Error #2: Mueller’s failure to clarify which legal standards he was using: Beyond a reasonable doubt? This created a lot of confusion, which enabled Barr and Trump to mislead. By preponderance or by “substantial credible” evidence, Mueller found conspiracy and illegal coordination. See my New York Times op-ed on this problem.
Error #3: Under the right standard for “coordination,” Mueller should have found crimes by Trump campaign officials with Russia, & prosecuted Manafort & Gates for campaign felonies. Such findings would’ve made Trump’s obstruction more compelling and damning. (My Daily Beast piece).
Error #4: Other indictments highlighted the factual pattern of coordination: a Trump signal followed immediately by Russian hacking or leaking. But inexplicably, Volume I failed to note or emphasize many of these key moments. See details in my Daily Beast piece.
Error #5: Manafort’s own explanation for giving detailed polling data to a Russian spy – ostensibly a defense against such felony coordination – was essentially a confession to quid pro quo: the sharing would “resolve [Deripaska’s] outstanding lawsuits” over Manafort’s debts.
Why did Mueller bend over backward to accept Manafort’s explanation, when that explanation is actually more evidence of criminality, and when Mueller documented so many lies, coordination with Trump legal team in violation of cooperation agreement, and destroying of evidence?
Error #6: Concluding Manafort did not “have relevant knowledge of these legal issues,” thus didn’t meet the knowing/willful requirement. If Manafort – a lawyer & a veteran official or advisor of 4 presidential campaigns—can’t be assumed to have that knowledge, then who could?
Congress passed a statute with a criminal component but tried to be fair to defendants by requiring “knowing and willful” violation. But they weren’t trying to make the law a dead letter. Mueller’s error in favor of Manafort is a precedent that undermines this law.
Error #7: A giant loophole for donors & foreign govts to give campaigns unlimited “opposition research” if it’s “the recounting of historically accurate facts.” Ideological bias against campaign finance regulation. And it should be corrected Wednesday. (More detail in my New York times op-ed on opposition research.
Error #8: Did Trump know that Junior scheduled Trump Tower meeting with Russian spy? Within an hour or so, he announced “major speech” on Clintons in the same context. Other prosecutors would draw different inference from circumstantial evidence plus of lying & obstruction.
Error #9: Even if under DOJ policy and under Barr, Mueller would not be able to indict a sitting president, why not at least question the policy? The 2000 OLC memo relies on an erroneous assumption: No such thing as equitable tolling of criminal statutes of limitations. The OLC memo cites dicta, but not a single actual precedent, and I and others can’t find one either.

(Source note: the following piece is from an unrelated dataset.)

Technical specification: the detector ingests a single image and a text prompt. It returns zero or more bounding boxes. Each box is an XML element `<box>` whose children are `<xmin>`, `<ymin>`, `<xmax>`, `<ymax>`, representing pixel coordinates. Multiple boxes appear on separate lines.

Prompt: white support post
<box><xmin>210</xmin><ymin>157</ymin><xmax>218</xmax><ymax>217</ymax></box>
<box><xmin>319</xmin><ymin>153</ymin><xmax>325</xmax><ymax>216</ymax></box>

The OLC memo assumed a president could be indicted after leaving office even if statute of limitations had run, because judges could stop the clock on their own. But judges can’t, so a 2-term president will often be immune for crimes committed in the first campaign or for most the first term. Does Mueller realize this?
Error #10: Even if Mueller couldn’t indict Trump under OLC policy, why did this policy have a double-whammy of Mueller not even being able to make accusations? No legal conclusions about crimes? Deliberately writing cryptically? See Vol II p. 2. ( See Take Care blog).
Other seeming errors that may have other explanations: Why didn’t Mueller seek tax returns and financial records that may have explained Trump’s motives in coordinating with Russia? Why didn’t Mueller litigate for a live interview with Trump? There may be an explanation that Mueller wanted to avoid being fired and did not want to waste time on some litigation. I thought this was the careful strategy when I thought Mueller had strong evidence of campaign crimes in hand. I am more skeptical now of such choices, but it is hard to second-guess.